Matthew Munson: Theatrical energy in Thanet – small and big

Youth theatre

I’m rather a fan of dining out, as there are so many options in dear old Thanet, and just a few days ago, I found myself eating at the Regency Indian restaurant in Westgate.

I was introduced to this place a couple of years ago by two good friends of mine, Michael and Terrie Wheatley-Ward, and we get together as often as we can to return to a place we all share a fondness for.

Michael was talking about the arts scene in Thanet and it made me appreciate just how varied it is. He’s writing a book about his theatrical career to date (I say “to date” as he doesn’t seem to have any intention of retiring) and it was interesting to learn that he’d been running the Sarah Thorne Theatre in Broadstairs for ten years now.
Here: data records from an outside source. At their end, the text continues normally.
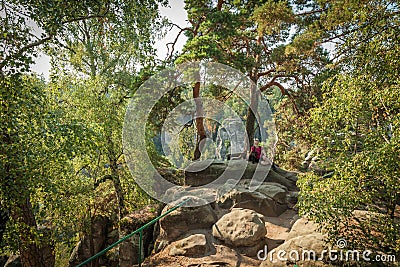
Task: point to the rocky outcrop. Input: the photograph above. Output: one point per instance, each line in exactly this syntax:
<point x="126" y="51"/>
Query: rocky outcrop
<point x="269" y="199"/>
<point x="129" y="249"/>
<point x="242" y="229"/>
<point x="13" y="261"/>
<point x="91" y="244"/>
<point x="183" y="220"/>
<point x="105" y="233"/>
<point x="304" y="246"/>
<point x="204" y="172"/>
<point x="190" y="246"/>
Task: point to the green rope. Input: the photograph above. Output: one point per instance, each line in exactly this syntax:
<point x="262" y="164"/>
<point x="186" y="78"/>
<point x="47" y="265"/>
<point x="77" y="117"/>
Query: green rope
<point x="140" y="231"/>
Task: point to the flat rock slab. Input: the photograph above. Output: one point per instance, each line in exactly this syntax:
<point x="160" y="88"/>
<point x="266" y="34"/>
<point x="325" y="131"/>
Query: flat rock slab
<point x="204" y="172"/>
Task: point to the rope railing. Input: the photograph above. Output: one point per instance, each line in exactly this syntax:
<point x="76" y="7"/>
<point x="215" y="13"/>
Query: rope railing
<point x="139" y="230"/>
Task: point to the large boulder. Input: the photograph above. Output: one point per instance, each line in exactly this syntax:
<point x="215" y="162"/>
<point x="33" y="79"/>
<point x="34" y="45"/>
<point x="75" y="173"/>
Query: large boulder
<point x="184" y="219"/>
<point x="240" y="227"/>
<point x="190" y="246"/>
<point x="204" y="172"/>
<point x="269" y="199"/>
<point x="304" y="246"/>
<point x="302" y="250"/>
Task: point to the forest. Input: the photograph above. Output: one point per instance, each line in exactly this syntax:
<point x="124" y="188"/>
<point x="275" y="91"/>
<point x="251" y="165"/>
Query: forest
<point x="329" y="71"/>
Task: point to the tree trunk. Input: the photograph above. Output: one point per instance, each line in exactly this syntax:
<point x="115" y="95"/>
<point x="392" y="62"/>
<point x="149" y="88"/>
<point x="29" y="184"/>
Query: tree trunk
<point x="251" y="118"/>
<point x="201" y="132"/>
<point x="118" y="191"/>
<point x="30" y="251"/>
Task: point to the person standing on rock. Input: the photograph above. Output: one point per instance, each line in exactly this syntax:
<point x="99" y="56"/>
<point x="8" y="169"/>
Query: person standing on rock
<point x="255" y="152"/>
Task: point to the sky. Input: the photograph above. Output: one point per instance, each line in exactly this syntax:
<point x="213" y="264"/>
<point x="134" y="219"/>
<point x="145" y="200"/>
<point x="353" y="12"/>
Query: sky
<point x="175" y="13"/>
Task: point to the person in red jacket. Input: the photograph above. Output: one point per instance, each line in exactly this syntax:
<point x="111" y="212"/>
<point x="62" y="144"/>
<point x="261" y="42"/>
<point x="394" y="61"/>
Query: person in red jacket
<point x="255" y="152"/>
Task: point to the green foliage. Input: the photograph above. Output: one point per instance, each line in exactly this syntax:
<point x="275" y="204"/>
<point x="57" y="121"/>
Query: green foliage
<point x="356" y="127"/>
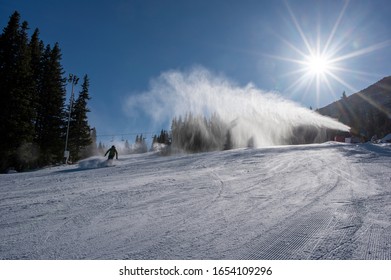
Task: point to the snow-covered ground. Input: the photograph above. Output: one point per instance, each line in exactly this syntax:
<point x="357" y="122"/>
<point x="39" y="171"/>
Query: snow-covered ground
<point x="327" y="201"/>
I remember the theatre first opening, when I lived not far from its buildings and soon getting roped into the occasional back-stage adventure … and even a few on-stage adventures as well.


I’m thrilled to see there’s so much theatrical energy in this small part of the UK, and the fact that it attracts such powerful talents is quite thrilling. The Ramsgate Music Hall and its vast range of singers, the Birchington Guild of Players (who have been alive for longer than I have), the St Peter’s community centre and its focus on local arts, and Sarah Thorne itself, with its pantos, summer seasons, and – shock horror! – a focus on popular shows that people actually want to see.

I’m undoubtedly doing the arts scene a disservice, as there are so many more venues than the ones I’ve mentioned, but these are definitely some of my favourites.


So often, people are dismissive of local arts because it’s believed that anything put on in venues other than large-scale theatres just aren’t worthy of their time – but that’s just woefully ignorant of the work done in local venues that work twice as hard (even more) to make sure that they are keeping everything interesting, engaging, and appealing to people from as many walks of life as possible.

Larger venues with teams of professional staff, of course, have their place, attracting London shows on tour down to areas that want to see these bigger shows, but we need to remember the place of the small venue as well.


I use Sarah Thorne as an example, because it’s the one on my mind, but it’s not afraid to try new things – not just big shows, but smaller, more experimental things, and that’s the beauty of living somewhere like Thanet; people aren’t afraid of trying. If something doesn’t work, then fine, but if audience builds up for something new, then they’ve been introduced to something  innovative. To me, that’s why genuine theatrical freedom in a place like Thanet is so important.

Oh, and why Indian restaurants are so important as well; my life would absolutely be the poorer without them. I recommend the vindaloo; you’ll never go wrong with that delicacy!